Paso de cebra

José Carlos Rosales

Miguel Ríos

LA primera vez que lo vi cantar fue en 1968, tal vez en 1969, en el Teatro Isabel la Católica: estábamos sentados en la primera fila José Manuel Gómez, Justo Navarro y yo, y en uno de los momentos más agitados del concierto Miguel Ríos nos acercó el micrófono y estuvimos, durante unos segundos tan rápidos como interminables, haciéndole los coros al pie del escenario. En aquella ocasión su telonero era el venezolano Henry Stephen, que recorría España con la canción más simple de aquel verano antiguo (Mi limón, mi limonero).

La última vez ha sido esta semana, el viernes por la noche, en el Palacio Municipal de Deportes de Granada, y no había teloneros: sólo Miguel Ríos y su música de siempre, sus amigos sin pausa y un público solícito, los acordes tajantes de unos músicos sobrados de pericia y un puñado de canciones desgranadas con la autoridad y la soberanía que da el paso del tiempo si se ha vivido sin olvidarse del sitio al que se quería llegar. Entre un concierto y otro hay un largo camino, más de cuarenta años. Y Miguel Ríos lo ha ido llenando de palabras y melodías sin freno, de ráfagas de luz y ritmos envolventes, de sudor y cariño, de rock y fantasía. Así fue el concierto del viernes.

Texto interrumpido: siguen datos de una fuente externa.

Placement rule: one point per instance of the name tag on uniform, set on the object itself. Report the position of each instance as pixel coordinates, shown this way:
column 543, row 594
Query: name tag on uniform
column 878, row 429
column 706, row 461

Mientras las canciones se iban sucediendo y construían la panorámica de una carrera musical intachable, fluían invisibles, en la conciencia de muchos de los que estábamos allí, las imágenes y experiencias de unas décadas en las que España dejó de ser el país grisáceo y olvidado de nuestra infancia para convertirse en el que hoy se asoma, rutilante y vanidoso, en los telediarios y las ruedas de prensa.

Pensábamos que navegaríamos entre la utopía y la realidad, pero la realidad se impuso. Temimos que Mister Chip nos quitara el curro y que nos fichara sin piedad, y esos temores se confirmaron pronto. Buscábamos cómo arrinconar la violencia, y la violencia se volvió más omnipotente que nunca. Pero, junto a todas esas sensaciones, el rock and roll estaba allí de nuevo, en el Palacio de Deportes, más vivo que nunca como pudimos ver en esa inolvidable escena de Miguel Ríos y Pereza cantando juntos Rocanrol búmerang; o en la humildad generosa y afable al recibir a Rosendo (Mercado) limpiando simbólicamente el polvo del suelo por donde pasaría el mítico guitarrista de Leño; o en la complicidad sin laberintos al cantar con Manolo García El blues del autobús.

Miguel Ríos dice que se va, pero se va para quedarse, pues bajará de los escenarios y se subirá a otro sitio, seguirá haciendo lo que siempre ha hecho: trabajar, imaginar, hacer.